Amrita Banta, managing director at Agility Research, used the term - previously coined to describe pent-up Chinese consumer demand that was unleashed in the 1980s after the chaos and poverty of the Cultural Revolution - to describe buying by luxury clients whose pockets are flush with cash after weeks of canceled plans. “China seems to have turned the corner and bigger cities are showing cautious optimism,” she said. “We see a slow but definite bounce back.”
Chinese shoppers made up more than one-third of the luxury industry’s sales and about two-thirds of its growth in recent years.
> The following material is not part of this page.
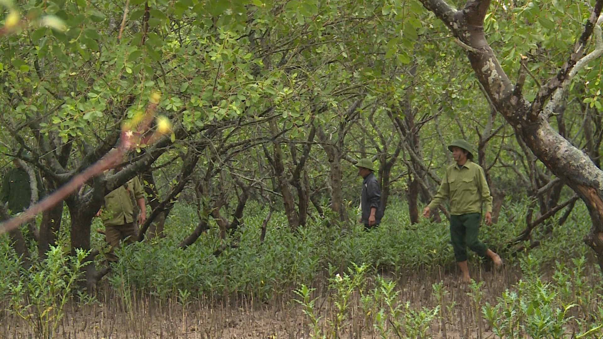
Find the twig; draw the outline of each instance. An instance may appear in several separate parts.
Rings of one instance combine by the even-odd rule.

When Beijing imposed lockdowns in late January to stem the spread of the coronavirus, sales ground to a halt just as the key Lunar New Year vacation period was getting started.What had previously seemed like a disastrous first quarter for the industry is poised to turn into a poor first half, as luxury hubs like Italy ramp up their own quarantine measures and the virus spreads in major markets like the United States.
Even as the virus spreads globally, there are signs that China’s own outbreak is coming under control. The country reported only two dozen new cases of the disease on Wednesday, down from hundreds or thousands per day a few weeks ago.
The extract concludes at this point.